Monitoring & observability¶

CSA Loom uses Application Insights + Log Analytics + Microsoft Sentinel (Gov) as the telemetry backbone. The Loom Console "Monitoring Hub" pane is the unified UX.

Telemetry sources¶

Source	Sink
Loom Console (browser)	App Insights via `javascripts/app-insights.js`
Loom Console BFF	App Insights server-side
Loom Setup Wizard	App Insights + Activity Log
Loom Copilot	App Insights (per-turn telemetry per `azure-functions/copilot-chat/telemetry.py`)
MCP server tool calls	Activity Log + App Insights with correlation IDs
Loom Activator Engine	App Insights + Sentinel
Loom Mirroring Engine	App Insights + Databricks Spark UI
Loom Direct-Lake-Shim	App Insights + TOM refresh logs
Databricks workspaces	System tables → exported to LAW
Synapse Serverless	Synapse diagnostics → LAW
ADX	Native KQL on the cluster + diagnostic logs → LAW
Power BI Premium	Power BI activity log + capacity metrics
Purview	Activity log → LAW
ADLS Gen2	Storage diagnostics → LAW
Container Apps / AKS	Container insights → LAW

Monitoring Hub UI¶

The Console "Monitoring" pane aggregates the above:

Capacity utilization — CU-equivalent dashboard (see Capacity management)
Query history — unified across Databricks SQL, Synapse, ADX, Power BI XMLA
Deploy history — every MCP-mediated deploy + Bicep diff
Activator firing log
Mirroring lag
Cost dashboard — Azure Cost Management API integration
Audit log search — Sentinel-backed in Gov

Pre-built KQL queries¶

Ships in docs/fiab/operations/queries.kql (referenced from the Console Monitoring Hub).

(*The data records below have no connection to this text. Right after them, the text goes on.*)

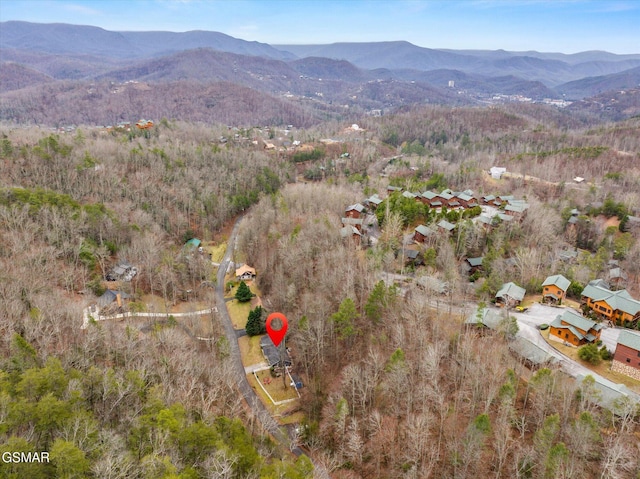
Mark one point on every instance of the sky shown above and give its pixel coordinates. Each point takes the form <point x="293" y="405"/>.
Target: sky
<point x="566" y="26"/>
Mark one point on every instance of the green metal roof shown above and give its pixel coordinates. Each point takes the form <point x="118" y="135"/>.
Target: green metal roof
<point x="557" y="280"/>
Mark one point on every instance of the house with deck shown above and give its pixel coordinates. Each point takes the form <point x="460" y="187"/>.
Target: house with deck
<point x="554" y="289"/>
<point x="510" y="295"/>
<point x="570" y="327"/>
<point x="626" y="358"/>
<point x="616" y="306"/>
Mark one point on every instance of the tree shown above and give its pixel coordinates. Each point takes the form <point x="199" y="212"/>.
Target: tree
<point x="243" y="294"/>
<point x="590" y="353"/>
<point x="344" y="319"/>
<point x="255" y="322"/>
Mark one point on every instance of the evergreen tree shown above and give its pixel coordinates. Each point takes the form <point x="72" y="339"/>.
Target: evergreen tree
<point x="243" y="294"/>
<point x="255" y="322"/>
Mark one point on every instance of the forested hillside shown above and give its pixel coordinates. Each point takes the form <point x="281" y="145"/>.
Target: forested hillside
<point x="394" y="384"/>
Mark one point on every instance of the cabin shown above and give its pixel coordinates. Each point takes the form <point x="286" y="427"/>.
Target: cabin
<point x="412" y="257"/>
<point x="373" y="201"/>
<point x="616" y="306"/>
<point x="110" y="296"/>
<point x="554" y="289"/>
<point x="272" y="353"/>
<point x="626" y="358"/>
<point x="570" y="327"/>
<point x="431" y="199"/>
<point x="245" y="273"/>
<point x="510" y="295"/>
<point x="355" y="222"/>
<point x="445" y="226"/>
<point x="466" y="200"/>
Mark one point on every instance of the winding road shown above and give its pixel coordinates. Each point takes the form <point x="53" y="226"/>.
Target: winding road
<point x="249" y="395"/>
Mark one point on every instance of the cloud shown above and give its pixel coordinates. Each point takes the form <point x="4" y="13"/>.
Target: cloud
<point x="82" y="9"/>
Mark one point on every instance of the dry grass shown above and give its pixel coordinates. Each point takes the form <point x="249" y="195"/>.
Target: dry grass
<point x="217" y="251"/>
<point x="250" y="350"/>
<point x="238" y="313"/>
<point x="276" y="411"/>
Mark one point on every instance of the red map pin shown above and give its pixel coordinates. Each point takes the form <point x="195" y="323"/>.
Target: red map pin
<point x="276" y="327"/>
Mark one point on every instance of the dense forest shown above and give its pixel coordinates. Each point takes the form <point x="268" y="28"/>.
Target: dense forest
<point x="395" y="386"/>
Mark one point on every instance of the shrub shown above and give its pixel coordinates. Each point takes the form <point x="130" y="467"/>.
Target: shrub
<point x="590" y="354"/>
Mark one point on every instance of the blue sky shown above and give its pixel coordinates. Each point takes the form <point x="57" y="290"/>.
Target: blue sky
<point x="566" y="26"/>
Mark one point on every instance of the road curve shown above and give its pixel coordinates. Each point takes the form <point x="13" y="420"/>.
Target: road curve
<point x="250" y="396"/>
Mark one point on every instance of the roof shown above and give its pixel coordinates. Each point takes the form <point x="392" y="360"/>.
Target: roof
<point x="352" y="221"/>
<point x="446" y="225"/>
<point x="347" y="230"/>
<point x="618" y="300"/>
<point x="272" y="353"/>
<point x="617" y="273"/>
<point x="375" y="199"/>
<point x="245" y="269"/>
<point x="557" y="280"/>
<point x="629" y="339"/>
<point x="475" y="261"/>
<point x="110" y="296"/>
<point x="511" y="290"/>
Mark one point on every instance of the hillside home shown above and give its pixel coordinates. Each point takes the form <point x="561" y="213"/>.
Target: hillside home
<point x="245" y="273"/>
<point x="466" y="199"/>
<point x="626" y="359"/>
<point x="272" y="353"/>
<point x="616" y="306"/>
<point x="373" y="201"/>
<point x="352" y="233"/>
<point x="445" y="226"/>
<point x="110" y="296"/>
<point x="496" y="172"/>
<point x="554" y="288"/>
<point x="474" y="264"/>
<point x="354" y="211"/>
<point x="510" y="295"/>
<point x="430" y="198"/>
<point x="351" y="221"/>
<point x="574" y="329"/>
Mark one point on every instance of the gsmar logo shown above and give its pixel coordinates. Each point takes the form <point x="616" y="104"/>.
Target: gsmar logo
<point x="25" y="457"/>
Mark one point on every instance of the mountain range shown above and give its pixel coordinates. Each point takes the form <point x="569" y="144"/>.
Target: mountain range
<point x="335" y="78"/>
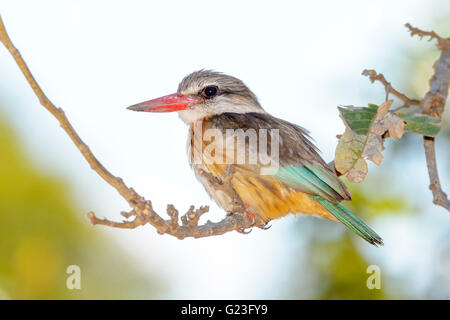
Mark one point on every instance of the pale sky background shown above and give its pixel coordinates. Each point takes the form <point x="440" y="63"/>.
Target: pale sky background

Capacity utilization (CU-equivalent) over last 24h¶

let dbx = DatabricksClusterEvents
  | where TimeGenerated > ago(24h)
  | summarize dbu = sum(dbuConsumed) by bin(TimeGenerated, 5m);
let ad = ADXIngestionEvents
  | summarize vcs = sum(vcoreSeconds) by bin(TimeGenerated, 5m);
let pbi = PowerBICapacityEvents
  | summarize memMb = max(memoryMb) by bin(TimeGenerated, 5m);
let aoai = ContainerLogsForCopilotChat
  | where Message contains "openai-tokens-out"
  | summarize tpm = sum(tokens) by bin(TimeGenerated, 5m);
union dbx, ad, pbi, aoai
| summarize cu_estimate = (dbu * 16) + (vcs / 60) + (memMb / 1024) + (tpm / 50000)
            by bin(TimeGenerated, 5m)

Direct-Lake-Shim refresh latency¶

TraceLogs
| where Category == "DirectLakeShim"
| where Message contains "RefreshComplete"
| extend latency_seconds = todouble(extract(@"latencySeconds=(\d+\.?\d*)", 1, Message))
| summarize p50 = percentile(latency_seconds, 50),
            p95 = percentile(latency_seconds, 95)
            by bin(TimeGenerated, 1h)

Activator rule firing count¶

ActivatorEngineLogs
| where Category == "RuleFiring"
| summarize firings = count() by RuleId, bin(TimeGenerated, 1h)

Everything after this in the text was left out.